Read the explanation carefully, then review the examples and coding section. The goal is to understand both the concept and how it appears inside a real application workflow.

Explanation

An agent can plan, use tools, inspect results, and continue until it reaches a goal or stopping condition.

Many so-called agents are really structured workflows with model calls inside them.

The most reliable agentic systems are constrained, observable, and designed around clear tasks.

Why this topic matters in practice

In generative AI products, the model is only one part of the system. The surrounding workflow determines whether the output is useful, safe, and maintainable. This lesson matters because it helps you connect the idea to tasks such as tutoring, search, copilots, business assistants, and production automation.

Examples

Research assistant

Search documents, extract facts, draft a summary, and cite the source passages.

Support triage

Classify the issue, retrieve policy, draft a response, and open a case if escalation is needed.

Course builder

Generate a lesson outline, check for missing sections, then produce a final draft.

A simple step-based agent loop

The code below is intentionally concise so the underlying pattern stays clear. It focuses on the application logic you can reuse, even if you later switch model providers or deployment environments.

steps = ["search", "extract", "draft"]

for step in steps:
    print("Running step:", step)
    # In a real agent, each step may call a model or tool.

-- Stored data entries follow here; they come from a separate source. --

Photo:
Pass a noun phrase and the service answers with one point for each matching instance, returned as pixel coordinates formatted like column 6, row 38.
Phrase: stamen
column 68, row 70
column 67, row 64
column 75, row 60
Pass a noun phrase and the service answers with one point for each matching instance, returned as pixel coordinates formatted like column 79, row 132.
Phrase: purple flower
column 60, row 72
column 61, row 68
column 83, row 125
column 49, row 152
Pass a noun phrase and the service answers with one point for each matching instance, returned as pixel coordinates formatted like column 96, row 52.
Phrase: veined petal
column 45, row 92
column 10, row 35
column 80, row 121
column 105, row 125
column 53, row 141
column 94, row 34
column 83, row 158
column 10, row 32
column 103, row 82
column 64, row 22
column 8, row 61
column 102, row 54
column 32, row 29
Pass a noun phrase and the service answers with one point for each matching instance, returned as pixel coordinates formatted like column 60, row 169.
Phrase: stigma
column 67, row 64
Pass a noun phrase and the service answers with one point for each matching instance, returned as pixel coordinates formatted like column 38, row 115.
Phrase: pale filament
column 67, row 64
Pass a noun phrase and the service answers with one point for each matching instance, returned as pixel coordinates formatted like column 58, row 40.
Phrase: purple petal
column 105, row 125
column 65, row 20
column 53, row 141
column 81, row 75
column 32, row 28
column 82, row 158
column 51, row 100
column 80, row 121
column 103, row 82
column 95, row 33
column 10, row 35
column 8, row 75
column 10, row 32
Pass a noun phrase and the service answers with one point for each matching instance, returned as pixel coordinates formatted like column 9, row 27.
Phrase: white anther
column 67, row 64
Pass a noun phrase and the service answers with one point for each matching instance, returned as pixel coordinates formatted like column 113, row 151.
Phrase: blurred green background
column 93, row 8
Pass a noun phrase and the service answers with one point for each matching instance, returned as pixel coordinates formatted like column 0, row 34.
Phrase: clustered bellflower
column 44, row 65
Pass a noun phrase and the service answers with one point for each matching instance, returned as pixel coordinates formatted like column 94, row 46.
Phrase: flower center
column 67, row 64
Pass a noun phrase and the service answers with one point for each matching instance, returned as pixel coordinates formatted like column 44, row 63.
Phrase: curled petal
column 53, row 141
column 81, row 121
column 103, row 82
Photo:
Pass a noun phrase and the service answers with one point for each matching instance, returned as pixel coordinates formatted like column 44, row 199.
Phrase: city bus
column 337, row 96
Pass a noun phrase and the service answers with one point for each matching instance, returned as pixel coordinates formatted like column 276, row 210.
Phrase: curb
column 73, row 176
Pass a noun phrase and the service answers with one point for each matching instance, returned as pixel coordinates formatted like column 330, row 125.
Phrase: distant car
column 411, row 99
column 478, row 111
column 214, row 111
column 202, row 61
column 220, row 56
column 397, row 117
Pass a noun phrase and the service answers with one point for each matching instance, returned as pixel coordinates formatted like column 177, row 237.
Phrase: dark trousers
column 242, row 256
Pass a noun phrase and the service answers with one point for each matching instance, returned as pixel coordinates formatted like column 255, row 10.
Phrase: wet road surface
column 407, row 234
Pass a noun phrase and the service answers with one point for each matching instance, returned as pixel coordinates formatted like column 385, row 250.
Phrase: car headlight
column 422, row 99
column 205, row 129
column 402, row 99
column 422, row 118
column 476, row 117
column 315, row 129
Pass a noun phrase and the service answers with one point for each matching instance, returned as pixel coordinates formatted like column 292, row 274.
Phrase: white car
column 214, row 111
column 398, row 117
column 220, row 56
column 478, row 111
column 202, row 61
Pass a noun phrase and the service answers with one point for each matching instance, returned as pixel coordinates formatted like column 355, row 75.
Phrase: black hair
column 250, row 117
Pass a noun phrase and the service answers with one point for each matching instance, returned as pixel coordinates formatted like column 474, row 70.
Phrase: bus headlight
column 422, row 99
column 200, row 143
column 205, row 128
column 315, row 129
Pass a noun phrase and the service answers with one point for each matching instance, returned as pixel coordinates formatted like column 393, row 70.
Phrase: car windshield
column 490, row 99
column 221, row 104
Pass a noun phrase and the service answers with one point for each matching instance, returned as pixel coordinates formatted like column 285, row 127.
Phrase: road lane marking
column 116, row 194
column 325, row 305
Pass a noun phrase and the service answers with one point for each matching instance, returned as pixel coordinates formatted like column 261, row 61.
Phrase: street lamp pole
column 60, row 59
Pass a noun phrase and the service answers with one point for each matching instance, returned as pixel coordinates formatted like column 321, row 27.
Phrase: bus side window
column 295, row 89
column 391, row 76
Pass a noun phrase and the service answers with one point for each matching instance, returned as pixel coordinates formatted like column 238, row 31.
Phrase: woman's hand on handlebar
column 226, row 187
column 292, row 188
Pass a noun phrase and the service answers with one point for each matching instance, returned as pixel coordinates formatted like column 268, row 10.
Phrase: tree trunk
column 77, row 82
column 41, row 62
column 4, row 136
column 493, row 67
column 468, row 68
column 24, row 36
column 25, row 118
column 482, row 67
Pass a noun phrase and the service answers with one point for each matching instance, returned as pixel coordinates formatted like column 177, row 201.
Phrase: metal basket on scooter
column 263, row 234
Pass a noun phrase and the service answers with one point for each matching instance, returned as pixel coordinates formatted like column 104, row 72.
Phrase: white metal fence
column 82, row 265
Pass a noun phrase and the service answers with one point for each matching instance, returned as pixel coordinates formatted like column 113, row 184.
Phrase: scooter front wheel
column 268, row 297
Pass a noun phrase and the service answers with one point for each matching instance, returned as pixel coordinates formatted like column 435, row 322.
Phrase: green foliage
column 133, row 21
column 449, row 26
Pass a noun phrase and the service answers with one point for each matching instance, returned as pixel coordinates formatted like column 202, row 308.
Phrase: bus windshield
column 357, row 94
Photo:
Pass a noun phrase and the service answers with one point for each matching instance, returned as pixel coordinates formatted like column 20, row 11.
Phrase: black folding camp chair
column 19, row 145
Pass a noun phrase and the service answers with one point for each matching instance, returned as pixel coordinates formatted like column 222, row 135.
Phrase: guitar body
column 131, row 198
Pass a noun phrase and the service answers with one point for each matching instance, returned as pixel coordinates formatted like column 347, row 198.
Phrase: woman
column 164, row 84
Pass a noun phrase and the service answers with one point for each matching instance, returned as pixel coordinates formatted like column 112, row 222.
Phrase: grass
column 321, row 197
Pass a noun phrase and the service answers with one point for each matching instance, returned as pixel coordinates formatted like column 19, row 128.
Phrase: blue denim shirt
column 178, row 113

print("Workflow complete.")

How the coding section works

  • This simple loop shows that many agent systems are orchestrated sequences, not magic autonomy.
  • Breaking an agent into steps improves control and debugging.
  • The more freedom an agent has, the more guardrails and observability it needs.

Implementation advice

When turning this lesson into a real feature, think beyond the code snippet itself. Decide what inputs should be allowed, how you will validate outputs, how you will recover from errors, and how you will measure whether the feature is actually helping users. Those surrounding choices often determine whether an AI feature feels polished or unreliable.

Summary / key takeaways

  • Agents are best understood as controlled workflows with reasoning and tools.
  • Clear step boundaries improve reliability.
  • Start with structured flows before adding more autonomy.

Exercises

  1. Design a three-step agent for a school FAQ assistant.
  2. Why might a fixed workflow be safer than a fully open-ended agent?
  3. What stopping conditions could you add to an agent loop?